Teaching machines to obey spoken commands

www.mangaloretoday.com

April 3 2012 (The New York Times): Vlad Sejnoha is talking to the TV again. OK, maybe you’ve done that, too. But here’s the weird thing: His TV is listening. “Dragon TV,” Sejnoha says to the screen, “find movies with Meryl Streep.” Up pops a list of films like “Out of Africa” and “It’s Complicated.”

Sejnoha is sitting in what looks like a living room but is, in fact, a sort of laboratory inside Nuance Communications, the leading force in voice technology and the speech-recognition engine behind Siri, the virtual personal assistant on the Apple iPhone 4S.

Vlad Sejnoha

Here, Sejnoha, the company’s chief technology officer, and other executives are plotting a voice-enabled future where human speech brings responses from not only smartphones and televisions, cars and computers, but also coffee makers, refrigerators, thermostats, alarm systems and other smart devices and appliances.

It is a wildly disruptive idea.

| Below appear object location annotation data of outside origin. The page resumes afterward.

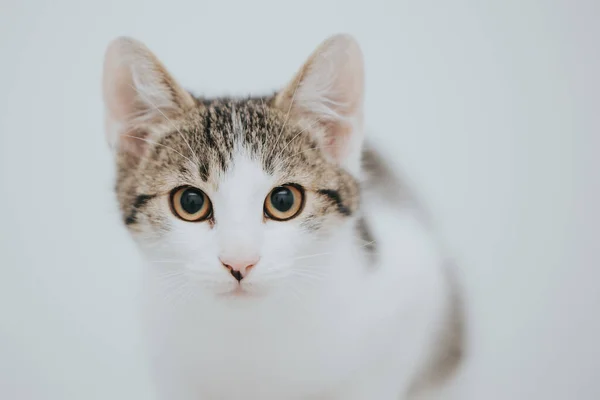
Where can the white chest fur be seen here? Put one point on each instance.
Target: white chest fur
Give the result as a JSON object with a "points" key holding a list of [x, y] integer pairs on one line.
{"points": [[363, 331]]}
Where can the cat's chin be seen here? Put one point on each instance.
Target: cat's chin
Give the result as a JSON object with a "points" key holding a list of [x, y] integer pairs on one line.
{"points": [[241, 292]]}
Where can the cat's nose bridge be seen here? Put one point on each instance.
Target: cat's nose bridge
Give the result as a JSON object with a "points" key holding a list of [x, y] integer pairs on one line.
{"points": [[239, 247]]}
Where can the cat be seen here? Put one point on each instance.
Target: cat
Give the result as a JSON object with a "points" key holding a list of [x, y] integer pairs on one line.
{"points": [[283, 259]]}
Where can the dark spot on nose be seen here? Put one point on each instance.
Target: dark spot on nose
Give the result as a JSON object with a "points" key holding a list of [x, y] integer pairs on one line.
{"points": [[236, 274]]}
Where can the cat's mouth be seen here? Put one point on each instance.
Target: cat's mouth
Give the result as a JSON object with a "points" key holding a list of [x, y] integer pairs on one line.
{"points": [[240, 291]]}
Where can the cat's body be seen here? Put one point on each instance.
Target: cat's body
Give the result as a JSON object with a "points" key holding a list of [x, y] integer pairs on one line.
{"points": [[348, 298]]}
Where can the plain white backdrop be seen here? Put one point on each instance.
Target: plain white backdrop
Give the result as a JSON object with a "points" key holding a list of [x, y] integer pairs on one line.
{"points": [[490, 107]]}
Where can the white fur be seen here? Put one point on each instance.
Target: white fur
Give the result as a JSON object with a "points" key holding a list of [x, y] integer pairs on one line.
{"points": [[321, 324]]}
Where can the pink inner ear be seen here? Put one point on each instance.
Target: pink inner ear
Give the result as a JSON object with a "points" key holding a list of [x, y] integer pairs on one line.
{"points": [[329, 89]]}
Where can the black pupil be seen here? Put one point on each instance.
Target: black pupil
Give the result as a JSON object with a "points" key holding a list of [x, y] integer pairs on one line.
{"points": [[282, 199], [192, 201]]}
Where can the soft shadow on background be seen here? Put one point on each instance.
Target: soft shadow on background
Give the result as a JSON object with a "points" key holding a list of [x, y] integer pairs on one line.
{"points": [[491, 107]]}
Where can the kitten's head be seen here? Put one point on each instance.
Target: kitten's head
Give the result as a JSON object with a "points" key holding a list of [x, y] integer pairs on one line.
{"points": [[237, 194]]}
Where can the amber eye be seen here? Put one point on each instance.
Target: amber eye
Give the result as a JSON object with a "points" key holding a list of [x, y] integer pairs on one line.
{"points": [[284, 202], [191, 204]]}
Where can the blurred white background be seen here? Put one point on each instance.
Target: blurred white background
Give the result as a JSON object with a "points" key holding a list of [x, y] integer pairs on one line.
{"points": [[491, 108]]}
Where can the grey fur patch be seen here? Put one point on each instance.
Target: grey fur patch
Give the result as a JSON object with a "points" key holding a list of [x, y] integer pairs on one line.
{"points": [[367, 241], [449, 350]]}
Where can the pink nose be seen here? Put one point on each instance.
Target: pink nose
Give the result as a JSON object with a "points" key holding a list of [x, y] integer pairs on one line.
{"points": [[239, 268]]}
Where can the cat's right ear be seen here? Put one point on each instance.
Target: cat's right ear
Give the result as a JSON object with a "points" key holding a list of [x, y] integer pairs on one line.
{"points": [[138, 92]]}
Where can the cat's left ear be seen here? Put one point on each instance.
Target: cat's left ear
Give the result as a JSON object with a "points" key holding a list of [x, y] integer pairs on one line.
{"points": [[328, 91]]}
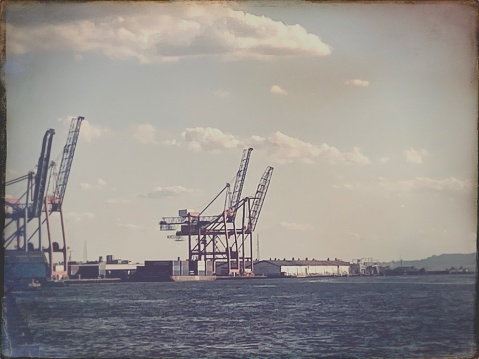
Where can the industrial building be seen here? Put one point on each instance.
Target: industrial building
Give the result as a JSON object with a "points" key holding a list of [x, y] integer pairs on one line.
{"points": [[21, 267], [112, 268], [301, 268]]}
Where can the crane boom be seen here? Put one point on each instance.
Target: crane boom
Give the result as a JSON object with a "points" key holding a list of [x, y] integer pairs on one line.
{"points": [[41, 175], [66, 163], [240, 177], [259, 197]]}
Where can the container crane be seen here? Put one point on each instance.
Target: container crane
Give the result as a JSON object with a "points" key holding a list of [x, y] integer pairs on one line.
{"points": [[259, 198], [225, 237], [54, 202], [30, 203], [239, 182]]}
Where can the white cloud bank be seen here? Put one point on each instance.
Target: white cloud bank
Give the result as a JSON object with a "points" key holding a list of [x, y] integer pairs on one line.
{"points": [[293, 226], [415, 156], [280, 147], [451, 184], [278, 90], [357, 82], [417, 184], [161, 192], [145, 134], [166, 32]]}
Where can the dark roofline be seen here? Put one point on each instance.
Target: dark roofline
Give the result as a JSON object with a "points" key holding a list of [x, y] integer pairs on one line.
{"points": [[280, 263]]}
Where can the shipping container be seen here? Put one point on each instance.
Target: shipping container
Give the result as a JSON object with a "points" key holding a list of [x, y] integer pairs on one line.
{"points": [[184, 268], [184, 212]]}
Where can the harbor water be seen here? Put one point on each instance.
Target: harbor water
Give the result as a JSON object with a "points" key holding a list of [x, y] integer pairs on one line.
{"points": [[360, 317]]}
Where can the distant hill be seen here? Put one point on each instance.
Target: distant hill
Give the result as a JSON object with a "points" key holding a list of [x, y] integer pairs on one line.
{"points": [[440, 262]]}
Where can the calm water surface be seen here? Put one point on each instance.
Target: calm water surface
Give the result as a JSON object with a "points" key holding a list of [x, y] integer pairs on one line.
{"points": [[384, 317]]}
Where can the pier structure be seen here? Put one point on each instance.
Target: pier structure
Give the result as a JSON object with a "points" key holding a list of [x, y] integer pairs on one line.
{"points": [[26, 214]]}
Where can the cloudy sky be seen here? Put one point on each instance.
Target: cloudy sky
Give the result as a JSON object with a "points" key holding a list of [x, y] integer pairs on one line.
{"points": [[366, 112]]}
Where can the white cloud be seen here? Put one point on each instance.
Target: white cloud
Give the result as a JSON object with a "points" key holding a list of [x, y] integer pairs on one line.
{"points": [[100, 183], [357, 82], [415, 156], [161, 192], [278, 90], [348, 186], [293, 226], [90, 131], [117, 201], [451, 184], [167, 32], [209, 139], [85, 186], [145, 134], [131, 226], [285, 149], [222, 93], [78, 216], [383, 160], [279, 147]]}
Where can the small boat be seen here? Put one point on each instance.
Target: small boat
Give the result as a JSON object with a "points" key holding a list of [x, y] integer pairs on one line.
{"points": [[35, 284]]}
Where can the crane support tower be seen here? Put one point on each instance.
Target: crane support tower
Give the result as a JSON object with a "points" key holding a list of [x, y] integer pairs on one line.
{"points": [[28, 206], [240, 178], [54, 203], [225, 238]]}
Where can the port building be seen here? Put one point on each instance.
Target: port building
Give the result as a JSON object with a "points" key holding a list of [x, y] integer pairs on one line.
{"points": [[301, 268]]}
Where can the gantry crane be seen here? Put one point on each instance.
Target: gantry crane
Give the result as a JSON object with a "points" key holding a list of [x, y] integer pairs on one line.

But such systems are already beginning to change the way we interact with the world and, for better and worse, how we think about technology. Until now, after all, we’ve talked only to one another. What if we begin talking to all sorts of machines, too – and, like Siri, those machines respond as if they were human?

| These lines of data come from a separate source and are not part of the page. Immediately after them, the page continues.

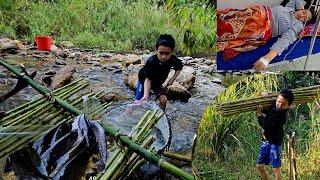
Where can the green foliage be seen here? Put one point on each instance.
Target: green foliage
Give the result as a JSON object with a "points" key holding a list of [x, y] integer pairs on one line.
{"points": [[115, 24]]}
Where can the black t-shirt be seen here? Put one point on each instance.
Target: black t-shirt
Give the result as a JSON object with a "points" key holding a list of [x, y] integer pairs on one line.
{"points": [[158, 71], [273, 124]]}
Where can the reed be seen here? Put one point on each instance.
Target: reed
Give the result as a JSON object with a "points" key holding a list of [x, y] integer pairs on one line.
{"points": [[301, 96]]}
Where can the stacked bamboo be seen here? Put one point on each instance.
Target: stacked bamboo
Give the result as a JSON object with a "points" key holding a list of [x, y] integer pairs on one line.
{"points": [[301, 96], [28, 122], [123, 161]]}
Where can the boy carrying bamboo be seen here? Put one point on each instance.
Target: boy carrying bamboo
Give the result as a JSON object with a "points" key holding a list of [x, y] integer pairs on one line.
{"points": [[156, 70], [272, 121]]}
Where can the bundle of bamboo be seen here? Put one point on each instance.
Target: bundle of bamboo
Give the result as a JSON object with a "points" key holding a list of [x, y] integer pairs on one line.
{"points": [[123, 161], [27, 122], [66, 109], [301, 96]]}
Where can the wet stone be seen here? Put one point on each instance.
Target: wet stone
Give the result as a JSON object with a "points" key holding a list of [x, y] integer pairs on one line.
{"points": [[60, 62]]}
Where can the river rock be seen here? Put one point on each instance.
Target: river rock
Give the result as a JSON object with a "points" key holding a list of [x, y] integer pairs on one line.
{"points": [[113, 66], [118, 58], [132, 59], [131, 80], [208, 62], [60, 62], [186, 77], [66, 44], [108, 98], [176, 91], [63, 77], [6, 45]]}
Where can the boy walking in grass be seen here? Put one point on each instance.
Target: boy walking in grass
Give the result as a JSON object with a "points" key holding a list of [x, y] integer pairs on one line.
{"points": [[272, 121], [156, 70]]}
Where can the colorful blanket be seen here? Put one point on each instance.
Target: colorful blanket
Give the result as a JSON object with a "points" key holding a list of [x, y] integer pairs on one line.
{"points": [[309, 30], [242, 30]]}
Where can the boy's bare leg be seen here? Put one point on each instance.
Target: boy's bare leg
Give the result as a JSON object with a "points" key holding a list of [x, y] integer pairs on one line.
{"points": [[163, 101], [277, 173], [262, 171]]}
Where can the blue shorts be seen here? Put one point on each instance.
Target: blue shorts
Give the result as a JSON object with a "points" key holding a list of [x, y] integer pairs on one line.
{"points": [[139, 91], [269, 153]]}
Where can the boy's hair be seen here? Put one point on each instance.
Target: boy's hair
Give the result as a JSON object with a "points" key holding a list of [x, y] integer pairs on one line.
{"points": [[165, 40], [287, 94]]}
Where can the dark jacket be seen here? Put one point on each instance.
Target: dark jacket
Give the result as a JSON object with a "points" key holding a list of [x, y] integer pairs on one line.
{"points": [[272, 124], [157, 71]]}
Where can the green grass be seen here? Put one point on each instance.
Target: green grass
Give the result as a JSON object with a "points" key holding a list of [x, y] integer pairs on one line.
{"points": [[118, 25], [227, 147]]}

The race is now on to make the voice the sought-after new interface between us and our technology. The results could rival innovations like the computer mouse and the graphic icon and, some experts say, eventually pose challenges for giants like Google by bypassing their traditional search engines.

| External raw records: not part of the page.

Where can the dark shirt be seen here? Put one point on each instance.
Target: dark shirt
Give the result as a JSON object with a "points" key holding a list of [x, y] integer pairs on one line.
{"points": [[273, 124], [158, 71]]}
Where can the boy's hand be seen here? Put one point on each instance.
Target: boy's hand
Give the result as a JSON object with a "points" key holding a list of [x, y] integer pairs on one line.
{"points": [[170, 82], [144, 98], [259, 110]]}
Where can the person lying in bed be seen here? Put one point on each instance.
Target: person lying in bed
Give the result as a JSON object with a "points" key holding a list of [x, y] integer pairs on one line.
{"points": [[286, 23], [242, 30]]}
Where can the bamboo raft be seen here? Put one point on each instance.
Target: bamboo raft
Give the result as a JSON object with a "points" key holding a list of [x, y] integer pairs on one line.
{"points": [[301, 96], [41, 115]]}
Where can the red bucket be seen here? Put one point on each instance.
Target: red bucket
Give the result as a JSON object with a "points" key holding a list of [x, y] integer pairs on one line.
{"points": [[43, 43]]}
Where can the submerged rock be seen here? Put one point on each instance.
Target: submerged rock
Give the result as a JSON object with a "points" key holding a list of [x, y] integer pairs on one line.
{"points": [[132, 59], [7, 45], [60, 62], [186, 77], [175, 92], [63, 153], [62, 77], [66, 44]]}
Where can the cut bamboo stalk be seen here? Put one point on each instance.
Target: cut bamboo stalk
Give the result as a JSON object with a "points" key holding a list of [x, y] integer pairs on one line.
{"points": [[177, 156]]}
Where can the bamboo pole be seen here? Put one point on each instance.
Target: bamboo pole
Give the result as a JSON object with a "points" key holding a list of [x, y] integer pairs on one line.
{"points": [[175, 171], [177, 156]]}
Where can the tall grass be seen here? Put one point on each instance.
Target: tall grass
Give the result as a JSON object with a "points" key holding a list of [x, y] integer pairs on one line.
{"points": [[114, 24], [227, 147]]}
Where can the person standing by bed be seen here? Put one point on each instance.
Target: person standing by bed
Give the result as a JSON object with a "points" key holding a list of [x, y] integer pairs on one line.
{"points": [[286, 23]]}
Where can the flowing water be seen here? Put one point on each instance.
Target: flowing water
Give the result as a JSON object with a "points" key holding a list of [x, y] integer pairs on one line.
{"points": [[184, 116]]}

No player is bigger in voice technology than Nuance, of Burlington, Massachusetts, an industry pioneer that has acquired more than 40 companies in the field and today employs 7,300 people. It is one of the companies that helped make a big technological leap from programs that take dictation to systems that actually extract meaning from words and respond to them. Now it wants to push far beyond that.

“They are the equivalent of Microsoft, Google or Amazon in a very niche technological space,” says Andrew Rosenberg, an assistant professor of computer science at Queens College.

Like many new technologies, sophisticated voice systems have potential drawbacks. Some experts worry about privacy invasions, others about our ever-deepening attachment to devices like smartphones.

Humans are wired for speech and tend to respond to talking devices as if they were kindred spirits, says Sherry Turkle, a professor of the social studies of science and technology at the Massachusetts Institute of Technology.

“I’m not saying voice recognition is bad,” Turkle says. “I’m saying it’s part of a package of attachments to objects where we should tread carefully because we are pushing a lot of Darwinian buttons in our psychology.”

Only a decade ago, voice-enabled virtual assistants seemed more science fiction than business fact. But in 2000, Paul Ricci, a former executive at Xerox, concluded that voice software could one day disrupt the marketplace the way the mouse and the icon had in the 1980s. “We had to decide early on where there were markets where we could successfully deploy the technology,” says Ricci, Nuance’s chief executive.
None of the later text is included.